A review by chirson
Cinder by Marissa Meyer

2.0

The author was a huge Sailor Moon fan, and the book is largely influenced by the world-building and style of Sailor Moon, but not necessarily in a good way.

I expected it to be better, at least marginally. The ideas are cool, but the execution falters to me, because the pieces just don't fit together terribly well. The personal and the global are tied in a way that is based on coincidence and requires constant suspension of disbelief. Using fairy-tale tropes, instead of helping (providing structure) actually seems to be detrimental to the story (the nods to the original are in turns fun and unbearably cheesy - the pumpkin in particular). The Prince is paper-thin and hyper-emotional, and his constant fury at the villain was simply boring to read.

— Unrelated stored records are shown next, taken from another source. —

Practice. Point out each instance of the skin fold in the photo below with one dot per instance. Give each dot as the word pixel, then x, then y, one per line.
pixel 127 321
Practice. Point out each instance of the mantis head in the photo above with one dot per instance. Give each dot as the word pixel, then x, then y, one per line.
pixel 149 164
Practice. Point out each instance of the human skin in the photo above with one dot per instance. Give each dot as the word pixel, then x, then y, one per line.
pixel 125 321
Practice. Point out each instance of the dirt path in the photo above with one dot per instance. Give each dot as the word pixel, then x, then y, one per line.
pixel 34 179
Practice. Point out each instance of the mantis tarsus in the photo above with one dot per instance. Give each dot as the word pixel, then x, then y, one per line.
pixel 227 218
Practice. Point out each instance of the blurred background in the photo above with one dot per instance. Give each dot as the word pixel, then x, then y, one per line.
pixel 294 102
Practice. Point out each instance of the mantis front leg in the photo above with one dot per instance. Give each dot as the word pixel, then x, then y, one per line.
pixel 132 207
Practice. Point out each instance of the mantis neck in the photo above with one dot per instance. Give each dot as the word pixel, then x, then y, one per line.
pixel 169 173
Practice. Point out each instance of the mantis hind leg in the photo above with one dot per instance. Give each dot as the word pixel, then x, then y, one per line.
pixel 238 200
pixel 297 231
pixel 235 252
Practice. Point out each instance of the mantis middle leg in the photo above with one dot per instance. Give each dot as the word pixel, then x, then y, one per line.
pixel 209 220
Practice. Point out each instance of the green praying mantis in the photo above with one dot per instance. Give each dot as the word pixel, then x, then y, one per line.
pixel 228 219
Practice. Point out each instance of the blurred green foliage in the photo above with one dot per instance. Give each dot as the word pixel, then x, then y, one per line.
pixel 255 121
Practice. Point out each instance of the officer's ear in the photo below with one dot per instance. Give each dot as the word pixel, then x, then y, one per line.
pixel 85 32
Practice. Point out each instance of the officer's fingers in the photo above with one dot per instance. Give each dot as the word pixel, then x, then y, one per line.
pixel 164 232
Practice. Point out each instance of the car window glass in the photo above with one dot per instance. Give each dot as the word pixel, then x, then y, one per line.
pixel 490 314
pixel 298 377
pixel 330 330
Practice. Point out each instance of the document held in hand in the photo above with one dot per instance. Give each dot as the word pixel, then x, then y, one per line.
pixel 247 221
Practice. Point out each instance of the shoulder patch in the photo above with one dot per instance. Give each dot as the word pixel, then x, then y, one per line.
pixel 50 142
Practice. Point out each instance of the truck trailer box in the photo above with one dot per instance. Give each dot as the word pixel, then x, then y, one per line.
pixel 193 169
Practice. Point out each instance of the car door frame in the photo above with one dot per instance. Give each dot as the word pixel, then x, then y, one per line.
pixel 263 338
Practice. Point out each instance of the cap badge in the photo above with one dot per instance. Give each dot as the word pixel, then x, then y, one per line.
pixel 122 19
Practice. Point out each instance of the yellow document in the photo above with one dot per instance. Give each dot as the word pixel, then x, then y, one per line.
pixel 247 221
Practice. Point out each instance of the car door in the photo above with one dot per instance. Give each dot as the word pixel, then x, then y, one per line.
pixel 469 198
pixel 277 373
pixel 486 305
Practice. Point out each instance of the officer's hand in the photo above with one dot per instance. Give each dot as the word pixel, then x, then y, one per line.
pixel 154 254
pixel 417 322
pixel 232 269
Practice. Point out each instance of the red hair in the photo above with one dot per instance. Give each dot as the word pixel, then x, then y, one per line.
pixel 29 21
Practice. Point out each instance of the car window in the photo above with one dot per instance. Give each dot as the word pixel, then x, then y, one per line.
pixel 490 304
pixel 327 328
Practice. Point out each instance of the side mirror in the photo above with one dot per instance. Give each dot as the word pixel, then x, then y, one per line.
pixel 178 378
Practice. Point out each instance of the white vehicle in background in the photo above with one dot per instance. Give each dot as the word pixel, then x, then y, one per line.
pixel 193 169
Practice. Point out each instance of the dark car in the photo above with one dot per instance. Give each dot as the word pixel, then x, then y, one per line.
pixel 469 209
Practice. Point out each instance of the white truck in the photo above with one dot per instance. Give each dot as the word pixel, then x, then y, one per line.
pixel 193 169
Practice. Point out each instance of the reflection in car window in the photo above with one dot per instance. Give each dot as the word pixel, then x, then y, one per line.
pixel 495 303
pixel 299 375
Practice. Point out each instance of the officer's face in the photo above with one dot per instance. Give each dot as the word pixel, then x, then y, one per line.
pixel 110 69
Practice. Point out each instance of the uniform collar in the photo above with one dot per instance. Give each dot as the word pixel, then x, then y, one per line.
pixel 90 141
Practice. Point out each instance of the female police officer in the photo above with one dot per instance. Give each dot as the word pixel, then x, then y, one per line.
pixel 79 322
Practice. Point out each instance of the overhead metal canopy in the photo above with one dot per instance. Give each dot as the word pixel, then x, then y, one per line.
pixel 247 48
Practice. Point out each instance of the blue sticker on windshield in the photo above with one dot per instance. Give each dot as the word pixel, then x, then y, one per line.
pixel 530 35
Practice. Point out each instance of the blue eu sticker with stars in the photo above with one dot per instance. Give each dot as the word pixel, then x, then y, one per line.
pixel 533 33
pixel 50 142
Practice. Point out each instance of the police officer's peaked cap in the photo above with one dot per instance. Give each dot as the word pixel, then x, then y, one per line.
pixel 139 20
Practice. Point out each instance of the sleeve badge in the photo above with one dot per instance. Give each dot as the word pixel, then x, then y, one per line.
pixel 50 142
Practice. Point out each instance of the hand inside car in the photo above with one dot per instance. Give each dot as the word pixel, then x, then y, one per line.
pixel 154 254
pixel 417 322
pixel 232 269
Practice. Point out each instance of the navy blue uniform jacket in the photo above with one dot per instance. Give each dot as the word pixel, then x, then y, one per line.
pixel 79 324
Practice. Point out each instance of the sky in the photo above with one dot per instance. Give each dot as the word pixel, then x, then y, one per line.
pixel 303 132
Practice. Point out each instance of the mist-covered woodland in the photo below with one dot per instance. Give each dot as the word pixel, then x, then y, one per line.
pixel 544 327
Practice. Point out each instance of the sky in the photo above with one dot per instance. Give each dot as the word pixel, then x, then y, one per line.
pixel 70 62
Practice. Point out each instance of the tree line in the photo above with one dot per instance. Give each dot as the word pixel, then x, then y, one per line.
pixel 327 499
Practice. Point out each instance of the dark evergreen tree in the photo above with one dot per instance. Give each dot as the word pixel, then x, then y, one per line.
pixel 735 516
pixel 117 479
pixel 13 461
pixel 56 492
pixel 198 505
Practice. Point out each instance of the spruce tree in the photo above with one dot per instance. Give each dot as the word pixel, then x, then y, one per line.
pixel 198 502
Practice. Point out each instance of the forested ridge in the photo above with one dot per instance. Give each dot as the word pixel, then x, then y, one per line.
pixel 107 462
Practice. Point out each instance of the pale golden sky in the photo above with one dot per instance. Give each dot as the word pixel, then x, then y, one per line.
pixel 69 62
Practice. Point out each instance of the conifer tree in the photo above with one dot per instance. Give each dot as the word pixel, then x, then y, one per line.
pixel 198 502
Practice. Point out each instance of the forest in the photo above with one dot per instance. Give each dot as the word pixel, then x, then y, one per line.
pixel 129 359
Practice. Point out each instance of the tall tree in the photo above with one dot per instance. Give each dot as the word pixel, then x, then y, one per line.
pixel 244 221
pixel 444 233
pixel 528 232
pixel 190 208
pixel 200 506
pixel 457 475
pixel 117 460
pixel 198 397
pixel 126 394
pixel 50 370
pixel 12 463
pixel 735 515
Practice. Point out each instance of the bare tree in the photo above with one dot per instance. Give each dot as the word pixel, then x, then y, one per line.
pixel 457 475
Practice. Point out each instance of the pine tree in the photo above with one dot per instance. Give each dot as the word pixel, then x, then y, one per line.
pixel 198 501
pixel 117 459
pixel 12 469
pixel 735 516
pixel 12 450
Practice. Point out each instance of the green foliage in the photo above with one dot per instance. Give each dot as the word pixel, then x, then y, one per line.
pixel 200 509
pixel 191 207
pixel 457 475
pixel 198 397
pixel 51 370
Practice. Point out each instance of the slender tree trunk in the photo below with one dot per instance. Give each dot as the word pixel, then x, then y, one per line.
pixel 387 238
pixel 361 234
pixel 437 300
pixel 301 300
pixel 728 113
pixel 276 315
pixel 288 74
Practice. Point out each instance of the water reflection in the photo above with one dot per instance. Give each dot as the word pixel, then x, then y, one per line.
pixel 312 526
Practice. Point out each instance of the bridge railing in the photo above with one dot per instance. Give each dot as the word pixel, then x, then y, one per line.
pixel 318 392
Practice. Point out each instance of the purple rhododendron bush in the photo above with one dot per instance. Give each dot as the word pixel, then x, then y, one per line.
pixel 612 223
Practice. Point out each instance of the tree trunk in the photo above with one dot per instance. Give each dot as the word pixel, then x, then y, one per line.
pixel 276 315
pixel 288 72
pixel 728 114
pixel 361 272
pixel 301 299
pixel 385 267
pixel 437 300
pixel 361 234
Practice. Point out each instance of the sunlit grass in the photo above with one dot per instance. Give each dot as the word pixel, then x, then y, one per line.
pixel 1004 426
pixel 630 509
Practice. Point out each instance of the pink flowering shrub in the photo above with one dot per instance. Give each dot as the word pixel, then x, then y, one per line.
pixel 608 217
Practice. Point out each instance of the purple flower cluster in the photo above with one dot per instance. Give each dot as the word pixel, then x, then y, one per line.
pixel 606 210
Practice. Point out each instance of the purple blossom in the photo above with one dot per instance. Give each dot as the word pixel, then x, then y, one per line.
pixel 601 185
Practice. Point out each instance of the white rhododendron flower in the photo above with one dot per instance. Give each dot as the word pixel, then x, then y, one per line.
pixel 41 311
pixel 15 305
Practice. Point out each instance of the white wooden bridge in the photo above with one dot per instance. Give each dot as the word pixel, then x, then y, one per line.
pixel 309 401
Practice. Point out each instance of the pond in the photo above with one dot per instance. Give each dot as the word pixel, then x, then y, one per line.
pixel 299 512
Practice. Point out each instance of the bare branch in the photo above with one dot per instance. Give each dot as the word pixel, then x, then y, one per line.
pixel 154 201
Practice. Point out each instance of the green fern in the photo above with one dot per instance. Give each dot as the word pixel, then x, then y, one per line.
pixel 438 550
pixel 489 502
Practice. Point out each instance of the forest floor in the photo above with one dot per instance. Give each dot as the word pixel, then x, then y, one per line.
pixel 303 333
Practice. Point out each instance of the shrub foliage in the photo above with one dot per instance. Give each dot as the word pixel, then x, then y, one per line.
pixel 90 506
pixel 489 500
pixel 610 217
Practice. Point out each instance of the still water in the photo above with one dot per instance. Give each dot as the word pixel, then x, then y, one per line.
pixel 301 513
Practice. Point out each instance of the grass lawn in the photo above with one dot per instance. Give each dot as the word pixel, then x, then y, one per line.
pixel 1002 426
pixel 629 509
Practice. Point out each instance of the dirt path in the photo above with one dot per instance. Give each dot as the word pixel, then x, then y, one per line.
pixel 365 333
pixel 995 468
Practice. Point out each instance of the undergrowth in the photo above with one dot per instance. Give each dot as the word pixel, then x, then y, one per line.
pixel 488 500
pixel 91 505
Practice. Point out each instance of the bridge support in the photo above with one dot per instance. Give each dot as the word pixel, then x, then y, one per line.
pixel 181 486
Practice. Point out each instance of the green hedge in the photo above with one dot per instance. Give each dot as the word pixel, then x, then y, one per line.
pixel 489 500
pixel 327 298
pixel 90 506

I wish they'd got rid of the prince's royal title, made the story less about the romance - or made the romance at least a bit more gripping - and then the cyborgs and the Lunars and New Beijing could have been given some actual atmosphere. The world-building could have been interesting, but instead felt merely disjoined. I always thought the Hunger Games had some problems with making the entire world fleshed out (the fragments were awesome, but the whole - not so much) but here it just doesn't seem to make sense. There's a Commonwealth of Asia? With an Emperor? But some other countries have elected politicians? And there's the Moon, where evil creatures live, and they have weird superstitions that prevent anyone without royal blood from gaining power, except those royal bloodlines are how long again? Not terribly, if I understood correctly...
SpoilerBut it's important because that's the protag's sole claim to relevance.


And the villain... I wish they'd made her the least bit interesting, but instead she's monstrous feminine, has not an ounce of motivation other than "obtain supreme power over everything at all cost" and is actually secretly ugly (that's why she's evil! just old-fashioned envy!). Such a wasted opportunity.